Streetwise
Lauren Rudd
Sunday, July 29, 2012
Footprints in the Sands of Time
Benjamin Franklin was given to say that you may delay, but
time will not. And so it is that once again footprints in the sands of time mark
the anniversary of a journey begun long ago. On Sunday, July 31, 1988 the
following prologue appeared in the Trenton Times of Trenton, NJ.
“Today Lauren Rudd begins writing a weekly column about Wall
Street for The Trenton Times...”
Streetwise can now attest to 24 years of national publication
without a single missed a week. If you are keeping count, those years represent
1,248 columns. The irony of it all is what I wrote on that fateful day many
years ago. Space does not permit a full recital, but the following words that
began the column back then might once again be considered a prescient commentary
on today’s market activity.
“The individual investor has been pummeled and is ready to
surrender. What with the debacle of last October (Ed note: refers to the market
crash of Oct. 19, 1987), many are deciding that they have had enough and are
leaving Wall Street, an action reminiscent of an audience walking out on a bad
play.
After going down in flames in October, individual investors
retreated to lick their wounds and decide what to do next. This leaves Wall
Street worried and well it should be. The individual investor has always been
its bread and butter. However, these same investors are now beginning to feel
that their trust in Wall Street may have been misplaced and that the game is
rigged with the spoils going to the large institutions.”

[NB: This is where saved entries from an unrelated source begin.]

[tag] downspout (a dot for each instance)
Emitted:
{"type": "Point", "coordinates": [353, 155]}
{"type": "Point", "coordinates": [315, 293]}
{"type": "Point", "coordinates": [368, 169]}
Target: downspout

Yet, there has been a degree of change over the ensuing 24
years. The fair disclosure rule requires that everyone receive the same
information at the same time, while Sarbanes Oxley helps ensure that what you
read in a financial statement is accurate. The Dodd-Frank Wall Street Reform and
Consumer Protection Act and the Consumer Financial Protection Bureau are
additional small steps forward if they are ever fully implemented and funded.
No, the oversight is not perfect, as the victims of various
Ponzi schemes can readily attest to. Just as damaging is the continual violation
of the public trust, illustrated once again by the ongoing Libor scandal.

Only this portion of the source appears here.